Two cases, one State and one Federal, declined to prevent a competitor from using what was alleged to be another’s secret information.
In Art and Cook, Inc. v. Haber, the Eastern District court found that the secrets alleged to have been infringed or disclosed were in fact not secrets, legally speaking. The plaintiff claimed that Haber, an ex-salesman of plaintiff’s cookware and kitchenware, had been caught emailing himself a list of buyers and separately, marketing, sales and customer list information. After Haber’s termination, he began to compete against plaintiff.
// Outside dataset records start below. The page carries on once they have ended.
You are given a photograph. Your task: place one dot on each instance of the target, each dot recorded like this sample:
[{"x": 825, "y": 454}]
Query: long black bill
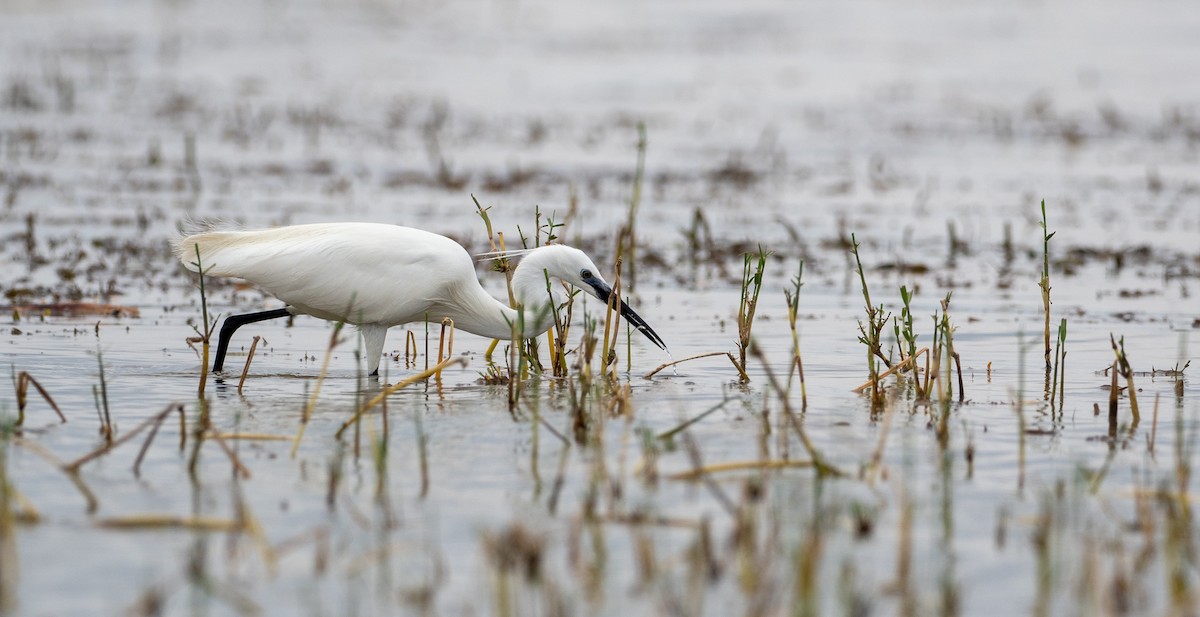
[{"x": 604, "y": 292}]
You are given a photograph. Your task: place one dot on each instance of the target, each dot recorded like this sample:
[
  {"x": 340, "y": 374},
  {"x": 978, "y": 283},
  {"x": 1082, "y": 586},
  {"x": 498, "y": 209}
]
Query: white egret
[{"x": 377, "y": 275}]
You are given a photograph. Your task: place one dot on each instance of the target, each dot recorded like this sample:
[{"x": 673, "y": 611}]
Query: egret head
[{"x": 575, "y": 268}]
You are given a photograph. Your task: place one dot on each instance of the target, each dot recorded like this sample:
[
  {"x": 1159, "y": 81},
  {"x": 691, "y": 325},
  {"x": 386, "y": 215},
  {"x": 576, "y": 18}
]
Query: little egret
[{"x": 377, "y": 275}]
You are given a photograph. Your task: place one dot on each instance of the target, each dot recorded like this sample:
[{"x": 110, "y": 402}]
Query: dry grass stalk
[
  {"x": 108, "y": 447},
  {"x": 23, "y": 381},
  {"x": 907, "y": 363},
  {"x": 159, "y": 521},
  {"x": 1044, "y": 283},
  {"x": 393, "y": 389},
  {"x": 709, "y": 354},
  {"x": 738, "y": 466},
  {"x": 316, "y": 389},
  {"x": 1122, "y": 363},
  {"x": 46, "y": 455},
  {"x": 154, "y": 430},
  {"x": 822, "y": 467}
]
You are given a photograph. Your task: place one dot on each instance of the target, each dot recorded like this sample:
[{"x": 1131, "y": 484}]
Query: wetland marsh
[{"x": 925, "y": 135}]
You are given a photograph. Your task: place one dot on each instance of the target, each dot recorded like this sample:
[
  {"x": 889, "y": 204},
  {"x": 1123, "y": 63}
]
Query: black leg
[{"x": 237, "y": 321}]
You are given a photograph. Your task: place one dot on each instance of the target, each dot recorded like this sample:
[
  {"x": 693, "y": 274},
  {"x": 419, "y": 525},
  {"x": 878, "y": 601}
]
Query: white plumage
[{"x": 377, "y": 275}]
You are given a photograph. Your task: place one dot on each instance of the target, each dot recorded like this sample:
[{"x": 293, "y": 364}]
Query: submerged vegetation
[{"x": 761, "y": 469}]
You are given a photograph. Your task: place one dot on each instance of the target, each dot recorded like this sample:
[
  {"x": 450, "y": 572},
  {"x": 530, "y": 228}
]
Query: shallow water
[{"x": 785, "y": 125}]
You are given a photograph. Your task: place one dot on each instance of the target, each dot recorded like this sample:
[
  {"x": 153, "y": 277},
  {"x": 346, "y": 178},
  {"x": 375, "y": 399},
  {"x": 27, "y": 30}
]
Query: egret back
[{"x": 361, "y": 273}]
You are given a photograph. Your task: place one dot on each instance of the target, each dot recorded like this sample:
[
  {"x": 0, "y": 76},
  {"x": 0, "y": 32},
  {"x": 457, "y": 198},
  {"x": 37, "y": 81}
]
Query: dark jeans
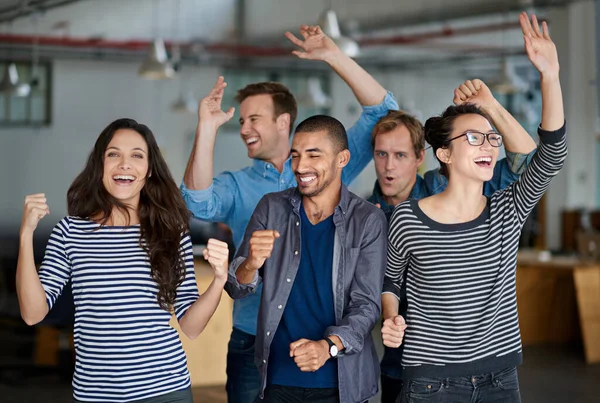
[
  {"x": 498, "y": 387},
  {"x": 291, "y": 394},
  {"x": 390, "y": 389},
  {"x": 243, "y": 379},
  {"x": 179, "y": 396}
]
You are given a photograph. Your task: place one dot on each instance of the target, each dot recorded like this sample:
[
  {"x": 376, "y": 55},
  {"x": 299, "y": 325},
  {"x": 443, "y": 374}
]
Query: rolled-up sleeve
[
  {"x": 215, "y": 203},
  {"x": 257, "y": 222}
]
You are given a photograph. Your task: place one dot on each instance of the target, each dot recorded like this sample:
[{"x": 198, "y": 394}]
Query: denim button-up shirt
[
  {"x": 359, "y": 260},
  {"x": 232, "y": 196}
]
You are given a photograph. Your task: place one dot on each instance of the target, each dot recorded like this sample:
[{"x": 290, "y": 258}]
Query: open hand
[
  {"x": 209, "y": 110},
  {"x": 315, "y": 46},
  {"x": 538, "y": 45}
]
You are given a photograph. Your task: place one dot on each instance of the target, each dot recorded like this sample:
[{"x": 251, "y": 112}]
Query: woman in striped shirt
[
  {"x": 459, "y": 249},
  {"x": 126, "y": 249}
]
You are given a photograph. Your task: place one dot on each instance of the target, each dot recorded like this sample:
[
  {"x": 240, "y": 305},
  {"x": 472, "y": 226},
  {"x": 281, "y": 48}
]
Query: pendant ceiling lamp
[
  {"x": 157, "y": 65},
  {"x": 10, "y": 83},
  {"x": 186, "y": 103},
  {"x": 330, "y": 26}
]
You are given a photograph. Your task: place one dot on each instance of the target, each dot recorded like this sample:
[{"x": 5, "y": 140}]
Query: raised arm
[
  {"x": 515, "y": 137},
  {"x": 30, "y": 292},
  {"x": 318, "y": 46},
  {"x": 542, "y": 53},
  {"x": 199, "y": 171}
]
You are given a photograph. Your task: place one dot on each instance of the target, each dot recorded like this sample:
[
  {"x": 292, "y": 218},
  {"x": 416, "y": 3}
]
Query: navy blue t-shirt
[{"x": 309, "y": 309}]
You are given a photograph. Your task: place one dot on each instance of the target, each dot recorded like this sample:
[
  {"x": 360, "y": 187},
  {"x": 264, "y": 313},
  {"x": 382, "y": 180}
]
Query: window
[
  {"x": 301, "y": 84},
  {"x": 33, "y": 110}
]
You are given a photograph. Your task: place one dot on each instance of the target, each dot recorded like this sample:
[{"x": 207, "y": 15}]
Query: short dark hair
[
  {"x": 283, "y": 100},
  {"x": 334, "y": 128},
  {"x": 395, "y": 119},
  {"x": 439, "y": 128}
]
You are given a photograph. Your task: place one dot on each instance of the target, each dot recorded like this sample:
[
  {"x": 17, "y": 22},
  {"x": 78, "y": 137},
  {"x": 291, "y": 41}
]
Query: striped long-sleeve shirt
[
  {"x": 125, "y": 348},
  {"x": 462, "y": 312}
]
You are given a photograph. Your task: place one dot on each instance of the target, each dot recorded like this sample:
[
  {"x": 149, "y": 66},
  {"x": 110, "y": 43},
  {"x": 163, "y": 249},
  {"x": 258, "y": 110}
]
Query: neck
[
  {"x": 464, "y": 198},
  {"x": 280, "y": 157},
  {"x": 321, "y": 206},
  {"x": 402, "y": 196},
  {"x": 121, "y": 219}
]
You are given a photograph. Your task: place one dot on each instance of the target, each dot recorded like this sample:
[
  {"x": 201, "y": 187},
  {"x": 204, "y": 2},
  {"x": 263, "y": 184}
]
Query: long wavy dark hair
[{"x": 162, "y": 212}]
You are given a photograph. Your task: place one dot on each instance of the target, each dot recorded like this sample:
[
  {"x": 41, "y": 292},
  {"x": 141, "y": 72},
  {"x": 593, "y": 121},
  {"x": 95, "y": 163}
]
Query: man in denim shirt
[
  {"x": 267, "y": 114},
  {"x": 320, "y": 252},
  {"x": 398, "y": 142}
]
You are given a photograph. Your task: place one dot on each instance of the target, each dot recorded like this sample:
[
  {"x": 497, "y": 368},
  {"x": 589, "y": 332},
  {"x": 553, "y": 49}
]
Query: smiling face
[
  {"x": 316, "y": 163},
  {"x": 263, "y": 134},
  {"x": 465, "y": 160},
  {"x": 396, "y": 164},
  {"x": 125, "y": 166}
]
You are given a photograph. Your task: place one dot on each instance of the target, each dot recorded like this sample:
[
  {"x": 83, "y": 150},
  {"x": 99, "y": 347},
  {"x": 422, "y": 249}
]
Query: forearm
[
  {"x": 515, "y": 137},
  {"x": 553, "y": 114},
  {"x": 199, "y": 171},
  {"x": 197, "y": 316},
  {"x": 366, "y": 89},
  {"x": 245, "y": 274},
  {"x": 389, "y": 305},
  {"x": 31, "y": 294}
]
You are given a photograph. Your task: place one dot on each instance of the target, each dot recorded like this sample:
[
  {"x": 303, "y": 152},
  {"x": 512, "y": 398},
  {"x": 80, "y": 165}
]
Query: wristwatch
[{"x": 333, "y": 351}]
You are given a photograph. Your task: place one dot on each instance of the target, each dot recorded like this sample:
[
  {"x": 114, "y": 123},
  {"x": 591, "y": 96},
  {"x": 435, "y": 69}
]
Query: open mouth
[
  {"x": 306, "y": 180},
  {"x": 484, "y": 162},
  {"x": 251, "y": 140},
  {"x": 124, "y": 179}
]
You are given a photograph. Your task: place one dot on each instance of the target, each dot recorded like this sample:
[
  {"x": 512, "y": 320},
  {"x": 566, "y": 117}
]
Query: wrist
[
  {"x": 26, "y": 234},
  {"x": 549, "y": 77},
  {"x": 335, "y": 58}
]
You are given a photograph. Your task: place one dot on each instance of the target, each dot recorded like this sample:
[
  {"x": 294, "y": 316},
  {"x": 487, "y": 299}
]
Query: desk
[
  {"x": 559, "y": 301},
  {"x": 207, "y": 355}
]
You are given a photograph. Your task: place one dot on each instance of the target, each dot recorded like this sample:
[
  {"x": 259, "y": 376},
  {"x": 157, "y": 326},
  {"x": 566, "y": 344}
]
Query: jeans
[
  {"x": 390, "y": 389},
  {"x": 243, "y": 379},
  {"x": 497, "y": 387},
  {"x": 291, "y": 394}
]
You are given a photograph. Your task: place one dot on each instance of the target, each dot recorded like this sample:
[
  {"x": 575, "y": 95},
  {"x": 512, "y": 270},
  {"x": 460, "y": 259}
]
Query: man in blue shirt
[
  {"x": 267, "y": 115},
  {"x": 399, "y": 143},
  {"x": 320, "y": 251}
]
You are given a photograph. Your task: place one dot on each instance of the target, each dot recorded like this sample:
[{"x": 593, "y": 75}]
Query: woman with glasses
[{"x": 461, "y": 334}]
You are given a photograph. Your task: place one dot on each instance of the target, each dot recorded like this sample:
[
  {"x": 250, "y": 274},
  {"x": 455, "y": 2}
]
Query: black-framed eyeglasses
[{"x": 476, "y": 138}]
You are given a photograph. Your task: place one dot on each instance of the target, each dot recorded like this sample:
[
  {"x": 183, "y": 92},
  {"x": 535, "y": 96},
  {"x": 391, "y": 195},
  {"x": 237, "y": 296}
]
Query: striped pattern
[
  {"x": 125, "y": 348},
  {"x": 462, "y": 313}
]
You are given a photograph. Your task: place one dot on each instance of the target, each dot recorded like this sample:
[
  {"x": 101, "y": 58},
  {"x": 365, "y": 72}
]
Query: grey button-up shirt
[{"x": 359, "y": 261}]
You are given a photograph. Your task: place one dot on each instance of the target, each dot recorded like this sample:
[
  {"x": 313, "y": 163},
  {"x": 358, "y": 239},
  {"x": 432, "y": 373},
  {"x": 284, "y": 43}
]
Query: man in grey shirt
[{"x": 320, "y": 252}]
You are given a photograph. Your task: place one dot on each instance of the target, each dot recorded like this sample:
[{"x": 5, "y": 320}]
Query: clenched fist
[
  {"x": 474, "y": 92},
  {"x": 35, "y": 209},
  {"x": 261, "y": 246},
  {"x": 217, "y": 255},
  {"x": 392, "y": 331}
]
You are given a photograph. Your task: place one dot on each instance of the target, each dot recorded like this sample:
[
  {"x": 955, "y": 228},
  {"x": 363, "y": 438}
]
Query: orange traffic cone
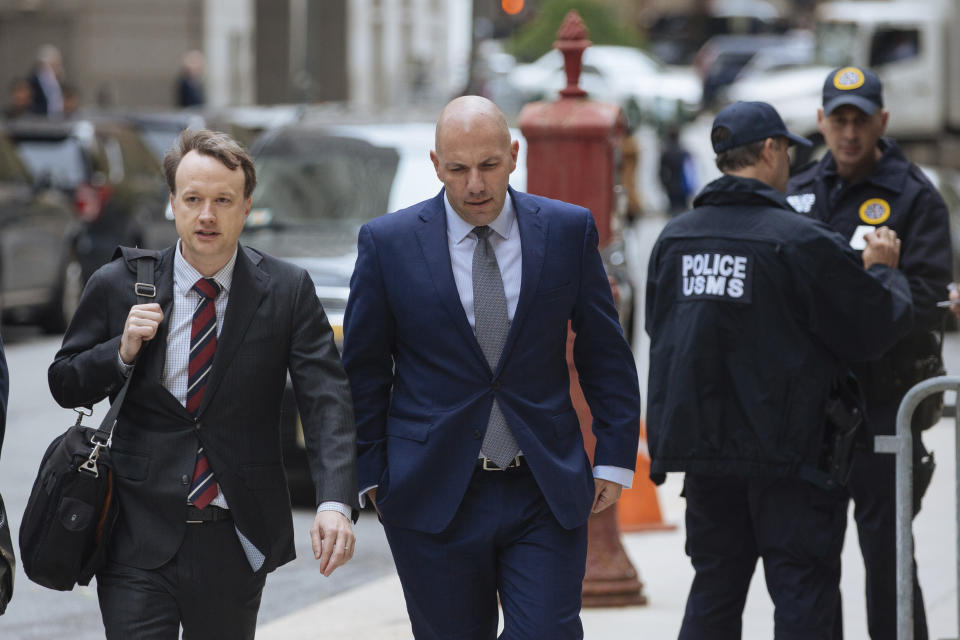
[{"x": 638, "y": 508}]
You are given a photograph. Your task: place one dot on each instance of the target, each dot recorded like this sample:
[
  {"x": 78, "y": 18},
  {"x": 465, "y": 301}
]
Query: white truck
[{"x": 912, "y": 45}]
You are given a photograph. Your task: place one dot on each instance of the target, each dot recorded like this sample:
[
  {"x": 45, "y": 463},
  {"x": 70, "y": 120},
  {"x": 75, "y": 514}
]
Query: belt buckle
[{"x": 489, "y": 465}]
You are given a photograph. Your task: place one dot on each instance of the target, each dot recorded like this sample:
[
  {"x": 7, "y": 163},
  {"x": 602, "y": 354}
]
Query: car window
[
  {"x": 129, "y": 157},
  {"x": 836, "y": 43},
  {"x": 11, "y": 168},
  {"x": 339, "y": 181},
  {"x": 61, "y": 158},
  {"x": 893, "y": 45}
]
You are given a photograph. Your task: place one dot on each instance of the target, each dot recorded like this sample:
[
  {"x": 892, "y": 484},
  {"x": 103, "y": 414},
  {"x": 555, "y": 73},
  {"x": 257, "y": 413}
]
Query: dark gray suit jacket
[{"x": 273, "y": 324}]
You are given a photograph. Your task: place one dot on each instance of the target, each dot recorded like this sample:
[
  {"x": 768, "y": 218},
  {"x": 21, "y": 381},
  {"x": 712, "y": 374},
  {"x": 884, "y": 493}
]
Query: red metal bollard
[{"x": 571, "y": 151}]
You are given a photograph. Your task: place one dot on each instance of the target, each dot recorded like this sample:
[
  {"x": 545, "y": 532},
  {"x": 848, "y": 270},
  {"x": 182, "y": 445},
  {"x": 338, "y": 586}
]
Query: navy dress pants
[
  {"x": 504, "y": 541},
  {"x": 794, "y": 526}
]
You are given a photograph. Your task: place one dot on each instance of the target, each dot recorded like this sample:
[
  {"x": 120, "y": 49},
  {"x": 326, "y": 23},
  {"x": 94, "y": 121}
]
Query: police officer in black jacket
[
  {"x": 752, "y": 311},
  {"x": 864, "y": 181}
]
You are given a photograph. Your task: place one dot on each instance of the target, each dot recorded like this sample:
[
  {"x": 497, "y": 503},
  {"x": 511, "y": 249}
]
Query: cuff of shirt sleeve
[
  {"x": 339, "y": 507},
  {"x": 619, "y": 475},
  {"x": 363, "y": 495},
  {"x": 123, "y": 367}
]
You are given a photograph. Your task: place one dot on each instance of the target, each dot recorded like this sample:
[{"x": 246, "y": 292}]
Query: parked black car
[
  {"x": 114, "y": 181},
  {"x": 40, "y": 275}
]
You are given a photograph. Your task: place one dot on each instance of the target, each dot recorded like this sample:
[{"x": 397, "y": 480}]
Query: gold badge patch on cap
[
  {"x": 848, "y": 78},
  {"x": 875, "y": 211}
]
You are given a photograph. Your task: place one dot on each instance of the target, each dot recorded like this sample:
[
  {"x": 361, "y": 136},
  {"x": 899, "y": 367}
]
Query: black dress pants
[
  {"x": 794, "y": 526},
  {"x": 872, "y": 486},
  {"x": 208, "y": 588}
]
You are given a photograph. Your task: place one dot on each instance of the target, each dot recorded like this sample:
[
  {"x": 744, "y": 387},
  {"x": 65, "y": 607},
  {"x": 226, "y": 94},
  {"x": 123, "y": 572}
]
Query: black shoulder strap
[{"x": 146, "y": 291}]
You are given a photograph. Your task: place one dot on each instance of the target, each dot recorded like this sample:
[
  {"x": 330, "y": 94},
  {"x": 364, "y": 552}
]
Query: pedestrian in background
[
  {"x": 455, "y": 338},
  {"x": 863, "y": 182},
  {"x": 677, "y": 174},
  {"x": 190, "y": 80},
  {"x": 19, "y": 99},
  {"x": 205, "y": 509},
  {"x": 46, "y": 81},
  {"x": 752, "y": 313}
]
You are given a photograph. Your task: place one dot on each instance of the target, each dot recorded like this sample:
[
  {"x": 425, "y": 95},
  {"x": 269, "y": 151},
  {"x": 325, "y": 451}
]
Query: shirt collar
[
  {"x": 459, "y": 229},
  {"x": 185, "y": 275}
]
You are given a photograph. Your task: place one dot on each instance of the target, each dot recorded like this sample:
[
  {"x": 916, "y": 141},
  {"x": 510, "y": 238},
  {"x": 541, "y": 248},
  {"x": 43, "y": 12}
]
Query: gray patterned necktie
[{"x": 492, "y": 326}]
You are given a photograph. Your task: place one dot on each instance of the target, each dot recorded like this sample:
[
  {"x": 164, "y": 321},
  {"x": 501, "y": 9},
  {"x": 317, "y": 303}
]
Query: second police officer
[
  {"x": 862, "y": 182},
  {"x": 752, "y": 311}
]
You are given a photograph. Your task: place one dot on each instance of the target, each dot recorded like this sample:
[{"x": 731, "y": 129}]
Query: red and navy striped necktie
[{"x": 203, "y": 344}]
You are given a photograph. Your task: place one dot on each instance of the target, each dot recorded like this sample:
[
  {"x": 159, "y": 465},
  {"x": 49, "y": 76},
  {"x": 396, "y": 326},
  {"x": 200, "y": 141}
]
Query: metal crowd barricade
[{"x": 901, "y": 445}]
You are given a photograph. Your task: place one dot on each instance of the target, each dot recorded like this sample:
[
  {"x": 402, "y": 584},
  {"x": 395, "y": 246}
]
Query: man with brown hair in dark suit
[{"x": 205, "y": 510}]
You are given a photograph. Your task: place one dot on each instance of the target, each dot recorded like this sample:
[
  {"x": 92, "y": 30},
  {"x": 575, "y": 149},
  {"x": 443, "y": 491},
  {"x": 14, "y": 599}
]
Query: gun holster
[{"x": 844, "y": 430}]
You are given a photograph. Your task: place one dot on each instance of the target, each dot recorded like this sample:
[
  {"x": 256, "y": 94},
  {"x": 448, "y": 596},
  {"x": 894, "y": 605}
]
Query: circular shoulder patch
[
  {"x": 848, "y": 78},
  {"x": 875, "y": 211}
]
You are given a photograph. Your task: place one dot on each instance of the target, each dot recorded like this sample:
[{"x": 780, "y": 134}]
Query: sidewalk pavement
[{"x": 375, "y": 611}]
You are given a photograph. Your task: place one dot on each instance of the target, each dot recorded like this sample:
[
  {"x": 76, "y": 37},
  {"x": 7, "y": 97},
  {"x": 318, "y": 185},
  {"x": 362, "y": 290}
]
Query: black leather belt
[
  {"x": 486, "y": 464},
  {"x": 209, "y": 513}
]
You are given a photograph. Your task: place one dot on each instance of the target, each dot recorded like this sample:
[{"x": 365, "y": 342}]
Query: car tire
[{"x": 66, "y": 297}]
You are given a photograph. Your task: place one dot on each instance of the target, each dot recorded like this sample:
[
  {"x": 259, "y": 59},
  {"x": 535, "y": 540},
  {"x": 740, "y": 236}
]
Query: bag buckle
[
  {"x": 90, "y": 464},
  {"x": 145, "y": 290}
]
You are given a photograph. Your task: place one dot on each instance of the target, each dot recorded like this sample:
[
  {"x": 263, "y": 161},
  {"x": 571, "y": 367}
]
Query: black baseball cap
[
  {"x": 855, "y": 86},
  {"x": 749, "y": 122}
]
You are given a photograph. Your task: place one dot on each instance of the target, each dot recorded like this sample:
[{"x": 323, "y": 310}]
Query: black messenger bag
[{"x": 72, "y": 507}]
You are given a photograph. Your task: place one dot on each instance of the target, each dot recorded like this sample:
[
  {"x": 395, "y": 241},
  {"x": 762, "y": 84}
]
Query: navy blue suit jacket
[{"x": 423, "y": 390}]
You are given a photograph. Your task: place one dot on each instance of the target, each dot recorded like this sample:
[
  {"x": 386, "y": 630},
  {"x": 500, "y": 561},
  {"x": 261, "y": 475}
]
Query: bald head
[
  {"x": 474, "y": 158},
  {"x": 467, "y": 113}
]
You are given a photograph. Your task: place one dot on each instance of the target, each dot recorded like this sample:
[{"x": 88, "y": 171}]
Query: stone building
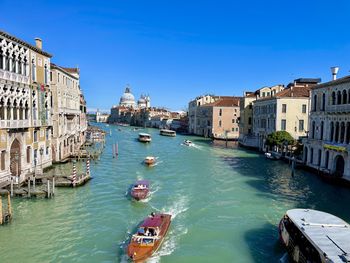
[
  {"x": 69, "y": 113},
  {"x": 214, "y": 117},
  {"x": 327, "y": 146},
  {"x": 25, "y": 107},
  {"x": 287, "y": 110}
]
In declining to find that these lists were protectable trade secrets, the court addressed each of these two categories of information that Haber had sent himself. The court discussed the reason and manner of how a customer list could be deemed a trade secret. Specifically, a customer list created through significant effort and which contains unique or valuable information generated by a business, and maintained by the business as a secret, may be enforced as a secret. But, a “contact list [that] contains little more than publicly available information, even if it takes considerable effort to compile, it is not accorded protection… .” In this case, the court determined that the customer list was a compilation of names that the plaintiff hoped to solicit but which did not reflect unique information. That the list took substantial time to create would not convert a list consisting of largely public information into a secret. Finally, the court noted that where “the contacts on Plaintiff’s customer lists are generally known within Plaintiff’s industry is fatal [to a claim of infringement]. Simply put, knowledge that is generally known within an industry cannot be said to constitute the trade secret of one industry participant.”